I’ve witnessed racism while working in the community, not necessarily directed towards me, but directed towards the Black community, whether it be microaggressions or overt racism.  It always angered me when I experienced this, but I never knew how to respond on the job.  On a personal note, I have a Black husband and two Black children. This has given me a first-hand look at the barriers my family faces in terms of how they have to navigate through life and live through racism every single day, whether it be subtle or explicit.  I would like things to be different for my children and the rest of the future generation.  The tip of the iceberg for me was the devastating death of George Floyd.  It fueled a fire in me that I could not deny, and I knew I had to do something.  I educated myself, started having difficult conversations with people, and decided from then on, that silence was no longer an option.  I was pleasantly surprised when the Anti-Black Racism Action Group was announced at VHA and I did not hesitate to sign up.

What do you hope to achieve through the Action Group and why is it important that those who work in home care contribute to the conversation?

Through the action group, I hope we can achieve an overall cohesiveness within the organization in terms of understanding the impact of racism towards the Black community and how current barriers stem from past systems that were built to oppress. These systems will continue to impact the future generation if we don’t put a stop to them now.  It’s truly when that “ah-ha” moment happens, that people really start breaking down their walls and opening up to having those difficult conversations.  As part of the Policy and Communication subgroup, we hope to further create anti-racism and inclusion policies that allow VHA staff to feel more supported and heard.
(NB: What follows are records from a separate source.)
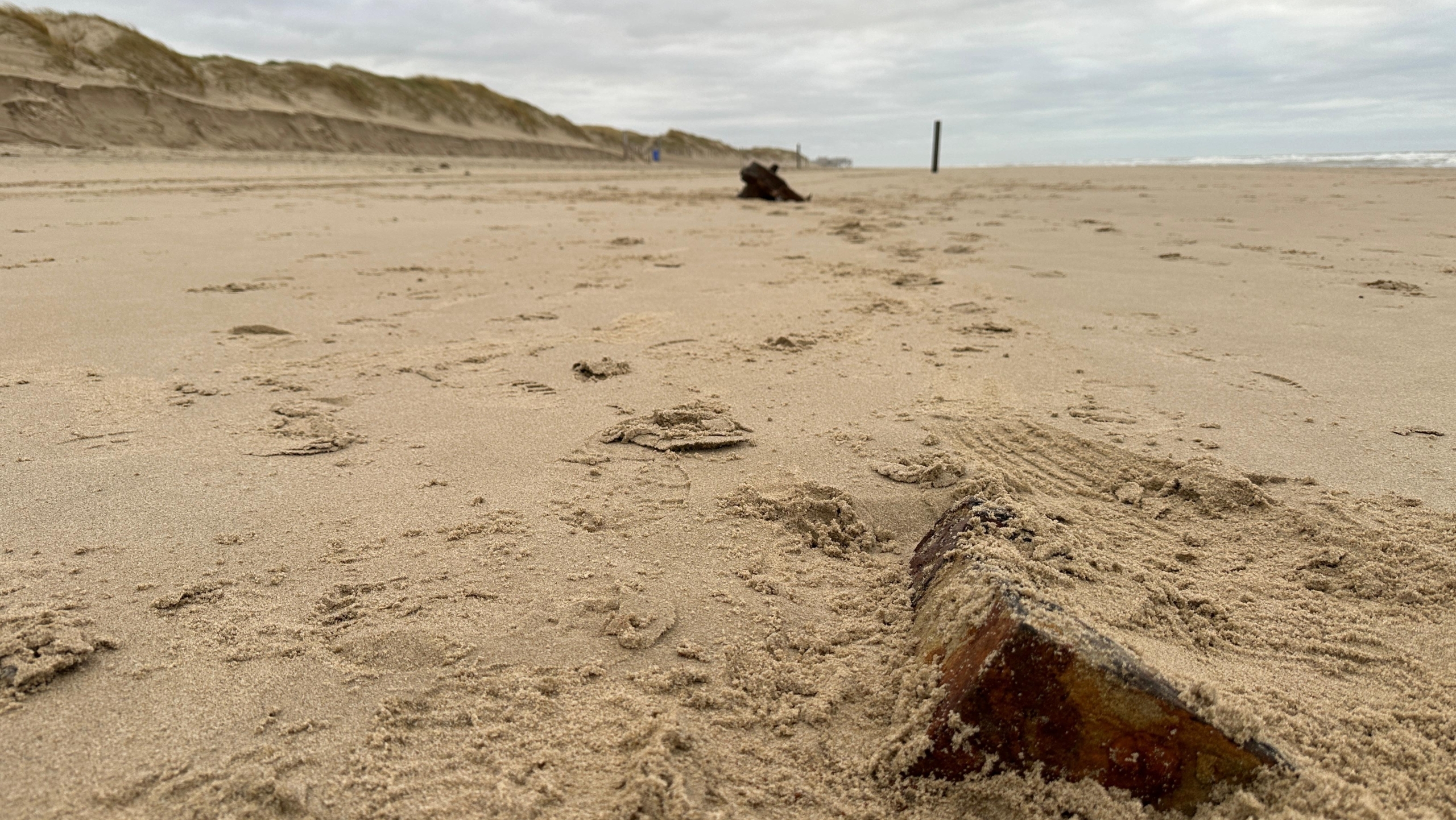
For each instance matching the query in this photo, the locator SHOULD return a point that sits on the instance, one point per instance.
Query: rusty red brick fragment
(1034, 685)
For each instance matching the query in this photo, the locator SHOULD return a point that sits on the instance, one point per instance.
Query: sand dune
(82, 81)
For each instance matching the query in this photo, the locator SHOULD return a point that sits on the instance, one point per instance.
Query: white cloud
(1033, 81)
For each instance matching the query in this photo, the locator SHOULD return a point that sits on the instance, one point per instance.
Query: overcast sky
(1015, 82)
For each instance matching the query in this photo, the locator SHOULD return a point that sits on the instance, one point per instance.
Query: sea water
(1374, 159)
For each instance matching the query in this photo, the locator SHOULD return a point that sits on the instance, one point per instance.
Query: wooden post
(935, 151)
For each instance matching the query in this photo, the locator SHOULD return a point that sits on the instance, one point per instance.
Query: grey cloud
(1036, 81)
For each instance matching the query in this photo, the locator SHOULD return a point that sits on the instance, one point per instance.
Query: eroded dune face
(334, 488)
(85, 81)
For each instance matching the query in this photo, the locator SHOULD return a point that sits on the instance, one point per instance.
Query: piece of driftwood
(1033, 685)
(765, 184)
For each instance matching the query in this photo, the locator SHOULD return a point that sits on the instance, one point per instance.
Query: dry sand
(306, 510)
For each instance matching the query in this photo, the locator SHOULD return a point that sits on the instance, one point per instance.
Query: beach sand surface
(319, 497)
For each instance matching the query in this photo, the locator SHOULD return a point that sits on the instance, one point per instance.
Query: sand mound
(88, 82)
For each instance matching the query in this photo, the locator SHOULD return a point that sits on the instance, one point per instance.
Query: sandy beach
(312, 506)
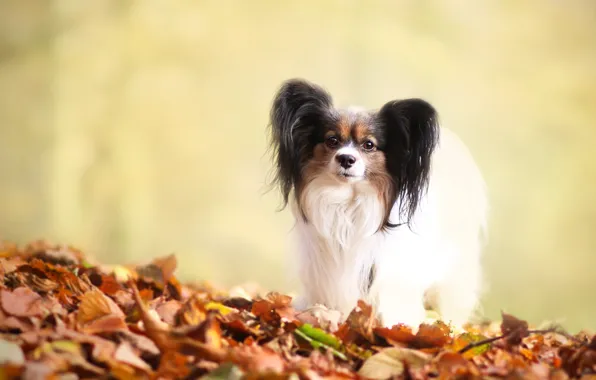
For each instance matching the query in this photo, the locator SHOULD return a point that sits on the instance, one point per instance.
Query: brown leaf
(396, 335)
(514, 329)
(126, 354)
(21, 302)
(105, 324)
(94, 305)
(208, 332)
(451, 365)
(435, 335)
(167, 311)
(257, 359)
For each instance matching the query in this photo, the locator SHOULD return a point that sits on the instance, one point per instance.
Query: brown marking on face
(344, 129)
(357, 131)
(361, 132)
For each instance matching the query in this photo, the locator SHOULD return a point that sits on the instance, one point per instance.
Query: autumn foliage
(62, 317)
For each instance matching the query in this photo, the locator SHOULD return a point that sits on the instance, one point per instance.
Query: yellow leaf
(223, 309)
(390, 362)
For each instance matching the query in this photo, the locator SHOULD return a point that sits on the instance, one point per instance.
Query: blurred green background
(134, 129)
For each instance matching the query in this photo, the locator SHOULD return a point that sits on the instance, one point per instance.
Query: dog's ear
(411, 132)
(299, 108)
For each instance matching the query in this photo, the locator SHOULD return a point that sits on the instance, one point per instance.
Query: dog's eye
(332, 142)
(368, 145)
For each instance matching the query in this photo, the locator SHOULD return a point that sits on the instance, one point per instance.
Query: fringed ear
(412, 132)
(299, 108)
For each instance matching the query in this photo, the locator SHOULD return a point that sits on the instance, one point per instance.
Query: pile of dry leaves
(61, 317)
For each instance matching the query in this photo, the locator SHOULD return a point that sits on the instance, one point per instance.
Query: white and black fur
(385, 224)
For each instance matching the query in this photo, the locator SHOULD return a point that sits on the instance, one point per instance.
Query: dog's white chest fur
(340, 243)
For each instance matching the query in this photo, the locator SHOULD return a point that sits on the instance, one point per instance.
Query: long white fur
(339, 244)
As home health care providers, it’s important that we recognize our own unconscious biases so that we treat our clients with equality.  Dismantling those biases is a key factor in the process of eliminating disparities in access and outcomes for the Black community, within the home health care sector.

Anything else you’d like to add?

There is a quote by Barack Obama that I find very inspiring. He says: “Change will not come if we wait for some other person or some other time. We are the ones we’ve been waiting for. We are the change that we seek.” Let’s get to work.